Yet despite such successes, the book has a flaw, and this devolves on a single, constantly invoked claim which permeates the work. Hill insists that Nietzsche not only read Kant closely but devised his own views in direct response to those of his Königsbergian predecessor. There is little factual evidence for this. On the contrary, even the most assiduous of Nietzsche researchers (Thomas Brobjer, for example) can find few indications that Nietzsche read Kant’s original texts. He did not own any books by Kant. His library account records no borrowings of works by Kant. He mentions Kant in letters but never discusses particular insights or themes which would suggest that he was actively engaged in reading that philosopher. Hill bases his contention that Nietzsche engaged in “close reading” mostly on the fact that the latter occasionally copied texts or cited certain passages in Kant by page. However, this only proves that Nietzsche looked up citations. Countless undergraduates have done the same; it does not mean they have “closely” read the book. Until more tangible evidence turns up, we will have to assume that Nietzsche engaged with Kant largely, if not exclusively, through secondary sources.

A further omission haunts the first half of Hill’s work. One of his favorite tactics in “proving” that Nietzsche read Kant is to claim that if he did not get certain ideas from Schopenhauer, then he must have picked them up from Kant. This either/or reduction to two philosophers overlooks the broad spectrum of Nietzsche’s actual reading, a fact which another author has exploited to impressive effect. It is telling that when describing Nietzsche’s philosophical development between 1865 and 1872, Hill seems unaware of Claudia Crawford’s book-length examination of the same texts and issues. In The Beginnings of Nietzsche’s Theory of Language Crawford noted the same shifts in Nietzsche’s thematics, but she convincingly explained these through readings of a whole constellation of thinkers, most notably Lange and Hartmann. It may be that Hill disagrees with Crawford, but he then needs to explain why he has ignored her and how he envisions his own approach to be superior.

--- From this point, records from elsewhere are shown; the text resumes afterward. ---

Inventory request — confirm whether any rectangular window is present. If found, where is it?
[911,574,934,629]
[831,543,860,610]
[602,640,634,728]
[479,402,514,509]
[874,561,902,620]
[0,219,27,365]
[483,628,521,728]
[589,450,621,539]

Such weaknesses in Nietzsche’s Critiques are not necessarily serious. Even if Nietzsche rarely read Kant, he seems to have been amply alive to the challenges posed by his predecessor. If he was not immediately influenced, he was surely mediately aware, and this weaker version of Hill’s thesis is all that he needs to justify this exceptional overview. Hill’s success at displaying and comparing the two bodies of work is generally sustained and often brilliant. Anyone interested in seeing how Nietzsche measures up against arguably the most pivotal philosopher of modern times will find this book stimulating, if only because it shows how much he and Kant had in common, even as they deeply diverged.